It is a clever, cynical and hard-bitten world that science is making, one in which the idealistic and the spiritual are bound to have a diminishing place. Viewed against a background of classical education science has been a disadvantage to our society. If the most important questions of mankind are those concerning spiritual relations with one another and with God, then science is not to be taken seriously. Through dazzling discovery and successful practical application science gives a sense of power that is both demoralizing and dangerous. We are given an enormous driving force that does not permit us to be as bad or as foolish as we could be with impunity down to the middle of the eighteenth century. The impact of science on our morality, individual and national, is evil unless we rise successfully to the test of our character and moral traditions.

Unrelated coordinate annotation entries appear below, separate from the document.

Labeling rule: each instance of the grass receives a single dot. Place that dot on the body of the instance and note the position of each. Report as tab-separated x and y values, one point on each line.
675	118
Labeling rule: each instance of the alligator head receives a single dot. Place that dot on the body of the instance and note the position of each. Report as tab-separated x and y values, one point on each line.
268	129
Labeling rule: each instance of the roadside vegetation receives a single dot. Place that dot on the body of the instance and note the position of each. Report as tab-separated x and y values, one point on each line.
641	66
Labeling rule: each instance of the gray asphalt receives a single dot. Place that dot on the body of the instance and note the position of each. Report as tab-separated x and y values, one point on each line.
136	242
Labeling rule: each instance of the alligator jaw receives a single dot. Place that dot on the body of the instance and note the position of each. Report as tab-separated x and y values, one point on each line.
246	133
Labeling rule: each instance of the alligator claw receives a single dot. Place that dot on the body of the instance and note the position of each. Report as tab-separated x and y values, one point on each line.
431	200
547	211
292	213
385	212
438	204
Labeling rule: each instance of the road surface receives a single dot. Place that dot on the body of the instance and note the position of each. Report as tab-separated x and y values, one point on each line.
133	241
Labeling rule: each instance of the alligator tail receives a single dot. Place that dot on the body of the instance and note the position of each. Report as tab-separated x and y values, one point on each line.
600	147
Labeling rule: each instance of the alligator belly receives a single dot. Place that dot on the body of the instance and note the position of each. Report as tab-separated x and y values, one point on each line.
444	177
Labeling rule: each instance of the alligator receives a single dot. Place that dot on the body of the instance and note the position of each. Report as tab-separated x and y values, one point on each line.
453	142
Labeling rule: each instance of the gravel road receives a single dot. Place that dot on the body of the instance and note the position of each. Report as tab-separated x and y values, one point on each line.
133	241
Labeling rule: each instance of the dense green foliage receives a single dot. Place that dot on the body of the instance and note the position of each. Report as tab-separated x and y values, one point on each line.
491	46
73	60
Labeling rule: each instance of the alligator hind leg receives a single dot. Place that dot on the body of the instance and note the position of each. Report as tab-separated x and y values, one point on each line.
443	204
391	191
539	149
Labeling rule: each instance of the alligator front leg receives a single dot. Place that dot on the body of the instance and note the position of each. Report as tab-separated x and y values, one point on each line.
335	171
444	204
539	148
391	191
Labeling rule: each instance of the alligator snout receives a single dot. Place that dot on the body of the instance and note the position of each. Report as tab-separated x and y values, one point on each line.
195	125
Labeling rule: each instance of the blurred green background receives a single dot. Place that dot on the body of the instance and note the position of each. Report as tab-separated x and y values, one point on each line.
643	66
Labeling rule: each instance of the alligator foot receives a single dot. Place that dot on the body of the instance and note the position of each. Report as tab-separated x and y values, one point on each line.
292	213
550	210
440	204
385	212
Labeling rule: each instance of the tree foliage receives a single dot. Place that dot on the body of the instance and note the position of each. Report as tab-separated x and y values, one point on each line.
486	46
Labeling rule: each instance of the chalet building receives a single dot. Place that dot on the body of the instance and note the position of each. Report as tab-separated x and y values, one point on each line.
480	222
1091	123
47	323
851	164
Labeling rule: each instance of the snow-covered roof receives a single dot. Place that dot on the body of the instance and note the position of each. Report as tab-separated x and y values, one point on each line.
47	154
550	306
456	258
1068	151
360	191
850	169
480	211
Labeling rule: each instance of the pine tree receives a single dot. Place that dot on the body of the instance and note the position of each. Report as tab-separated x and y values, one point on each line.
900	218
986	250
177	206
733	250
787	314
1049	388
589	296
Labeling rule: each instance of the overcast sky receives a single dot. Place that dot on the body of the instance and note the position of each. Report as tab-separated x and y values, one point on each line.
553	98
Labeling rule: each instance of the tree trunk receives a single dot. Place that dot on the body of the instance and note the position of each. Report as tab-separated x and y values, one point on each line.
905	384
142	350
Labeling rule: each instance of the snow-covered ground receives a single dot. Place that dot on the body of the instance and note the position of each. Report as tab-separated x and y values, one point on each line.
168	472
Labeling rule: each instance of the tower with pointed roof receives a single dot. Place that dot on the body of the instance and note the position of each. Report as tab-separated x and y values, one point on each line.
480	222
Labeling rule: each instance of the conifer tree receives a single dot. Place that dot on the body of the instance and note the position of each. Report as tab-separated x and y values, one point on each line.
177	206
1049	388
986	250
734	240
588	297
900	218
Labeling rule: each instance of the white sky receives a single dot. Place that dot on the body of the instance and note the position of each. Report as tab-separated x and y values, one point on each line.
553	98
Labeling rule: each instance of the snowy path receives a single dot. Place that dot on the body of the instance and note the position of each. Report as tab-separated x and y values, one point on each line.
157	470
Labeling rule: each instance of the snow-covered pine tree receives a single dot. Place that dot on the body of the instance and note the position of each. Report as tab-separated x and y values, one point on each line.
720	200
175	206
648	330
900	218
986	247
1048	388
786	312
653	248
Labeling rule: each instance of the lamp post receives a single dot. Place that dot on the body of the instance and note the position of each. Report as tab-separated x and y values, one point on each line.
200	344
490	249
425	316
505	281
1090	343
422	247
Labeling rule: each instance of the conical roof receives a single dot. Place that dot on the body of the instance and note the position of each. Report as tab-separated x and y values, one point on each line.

Science has taught us analysis, but we have had as yet no large-scale and equally successful synthetic constructions that bear on human conduct. The mass mind seizes and acts upon perverted ideas of scientific generalization. Darwin's "survival of the fittest" encourages men to be brutal; Freud's "don't repress," to indulge their passions; Einstein's "relativity," to think that truth doesn't exist and doesn't matter.(8)
Dr. Harlan True Stetson thinks that "Science finds itself in a strange dilemma. It has made life easier and added to man's happiness and at the same time, in the event of war, it clouds the future with unspeakable horrors."(9) He concludes with the suggestion that the American Association for the Advancement of Science may be the proper body to inaugurate a scientific control of science. Frederick Osborn asks how far a "science of man" is "possible" -- a significant question, since all the others will agree that it is essential. He thinks, not too positively, that it may be possible, given certain conditions, but also thinks religion is essential along with it.(10) Dr. Karl T. Compton deals with the role of religion in a scientific world. His views may be summed up in the following:
All the preceding remarks bear on the much-discussed question: "Is there a conflict between science and religion?" I believe it may be helpful to point out that the answer to this question depends upon the claims of the religion. If a religion essays to make pronouncements regarding the materials, laws and forces of nature, whether laws of physics or astronomy in the inanimate world or laws of biology or heredity in the animate world, then the religion will certainly come sooner or later into conflict with advancing knowledge of science, and will certainly be the loser in the conflict.(11)
In other words, religion does not conflict with science so long as it avoids anything rational, and religion must always lose when it does deal with anything rational. Without question, Dr. Compton would call Theosophy a "religion," and its unbroken series of victories over mistaken scientific ideas for the past twenty-five years would not bother him because he has not read about them. He closes with a remark which leaves us -- as is usual with such pronouncements -- thoroughly in the dark as to just what he means by "religion":
Science has therefore had tremendous influence in shifting the emphasis of religion from the physical to the spiritual world and we must not shut our eyes to the possibility of still further powerful influence of this sort.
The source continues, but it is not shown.